I have not decided whether Final Days Forum will participate in the mass of punditry online, so this is not a politically driven post. But the so-called emotional moment by Democratic presidential candidate Sen. Hillary Clinton yesterday, and her defense of it today on CNN, made me reflect.
Clinton says she was moved Monday by an apparent supporter who asked her how she was doing. Of course, tearing up publicly is not new. President George W. Bush, former President Bill Clinton and late President Ronald Reagan did it. Public expressions of emotion can be healing, when those expressions are honest and not manipulative.
More heartfelt moments like those displayed in rich films such as Mr. Smith Goes to Washington would be a welcome elixir right about now. Although the film's director, Frank Kapra, had his cheesy moments (as the trailer from The Internet Movie Database shows), a bit of Kapra might do America good.
A more passionately civil and less calculatedly partisan discourse would be a balm for the republic.
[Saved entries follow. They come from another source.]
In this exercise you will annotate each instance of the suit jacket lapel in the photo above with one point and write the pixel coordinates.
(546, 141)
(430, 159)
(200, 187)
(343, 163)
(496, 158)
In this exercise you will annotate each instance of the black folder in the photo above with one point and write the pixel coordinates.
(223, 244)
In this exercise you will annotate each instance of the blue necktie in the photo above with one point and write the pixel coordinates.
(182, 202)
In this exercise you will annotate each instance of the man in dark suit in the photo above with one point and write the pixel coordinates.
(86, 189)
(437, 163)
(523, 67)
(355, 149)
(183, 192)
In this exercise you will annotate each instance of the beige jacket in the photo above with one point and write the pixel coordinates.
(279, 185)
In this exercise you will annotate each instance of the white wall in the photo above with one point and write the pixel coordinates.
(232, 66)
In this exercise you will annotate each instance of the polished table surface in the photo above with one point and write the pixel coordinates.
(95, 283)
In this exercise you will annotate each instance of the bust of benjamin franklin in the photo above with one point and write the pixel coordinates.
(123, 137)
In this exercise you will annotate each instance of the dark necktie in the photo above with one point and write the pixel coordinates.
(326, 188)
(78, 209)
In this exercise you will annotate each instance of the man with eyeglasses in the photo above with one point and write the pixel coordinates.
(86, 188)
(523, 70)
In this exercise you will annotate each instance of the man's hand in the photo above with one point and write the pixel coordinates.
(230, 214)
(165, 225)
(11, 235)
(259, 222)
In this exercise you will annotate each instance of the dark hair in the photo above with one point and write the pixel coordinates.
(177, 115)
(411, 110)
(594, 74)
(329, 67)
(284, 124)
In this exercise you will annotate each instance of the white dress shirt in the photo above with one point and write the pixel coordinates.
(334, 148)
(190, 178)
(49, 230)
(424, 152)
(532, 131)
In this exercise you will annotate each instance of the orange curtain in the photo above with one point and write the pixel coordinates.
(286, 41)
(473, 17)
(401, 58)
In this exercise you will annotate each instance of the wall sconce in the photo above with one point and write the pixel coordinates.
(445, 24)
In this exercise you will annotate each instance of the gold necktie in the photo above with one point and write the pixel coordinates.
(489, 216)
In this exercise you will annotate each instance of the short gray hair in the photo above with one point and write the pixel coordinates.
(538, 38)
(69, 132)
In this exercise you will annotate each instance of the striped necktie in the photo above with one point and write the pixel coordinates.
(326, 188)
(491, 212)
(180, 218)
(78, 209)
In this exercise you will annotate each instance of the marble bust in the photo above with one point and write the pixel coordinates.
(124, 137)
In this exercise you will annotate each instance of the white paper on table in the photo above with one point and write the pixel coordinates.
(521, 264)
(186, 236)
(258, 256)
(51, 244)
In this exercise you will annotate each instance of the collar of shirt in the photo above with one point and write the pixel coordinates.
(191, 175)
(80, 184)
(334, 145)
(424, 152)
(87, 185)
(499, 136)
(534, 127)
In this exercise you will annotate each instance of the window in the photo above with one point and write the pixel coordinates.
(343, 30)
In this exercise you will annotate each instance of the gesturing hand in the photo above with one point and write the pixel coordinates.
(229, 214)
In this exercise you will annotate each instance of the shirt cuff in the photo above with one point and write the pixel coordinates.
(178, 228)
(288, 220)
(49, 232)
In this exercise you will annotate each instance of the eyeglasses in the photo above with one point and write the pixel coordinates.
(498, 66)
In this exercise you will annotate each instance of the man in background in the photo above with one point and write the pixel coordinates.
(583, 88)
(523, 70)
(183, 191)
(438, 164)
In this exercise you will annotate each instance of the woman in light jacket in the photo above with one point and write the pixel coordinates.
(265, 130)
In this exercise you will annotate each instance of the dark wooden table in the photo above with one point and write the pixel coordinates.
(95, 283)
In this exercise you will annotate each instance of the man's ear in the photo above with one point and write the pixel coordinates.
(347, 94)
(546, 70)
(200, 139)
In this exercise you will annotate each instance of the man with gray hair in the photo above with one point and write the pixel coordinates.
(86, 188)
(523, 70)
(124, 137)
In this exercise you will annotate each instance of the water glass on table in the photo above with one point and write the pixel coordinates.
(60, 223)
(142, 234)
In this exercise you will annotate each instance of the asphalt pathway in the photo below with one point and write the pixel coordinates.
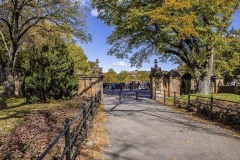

The church could check its emotion-meter, too. The world has seen much of our tough-love politics, fierce denunciation of sexual sins and righteous grip on the literal message of the Bible. But when was the last time we made mega-headlines for publicly weeping over the poor, the homeless, the jobless, the uninsured, the chronically ill, the illiterate and the crime-ridden?
Tears may cleanse us of our cynicism.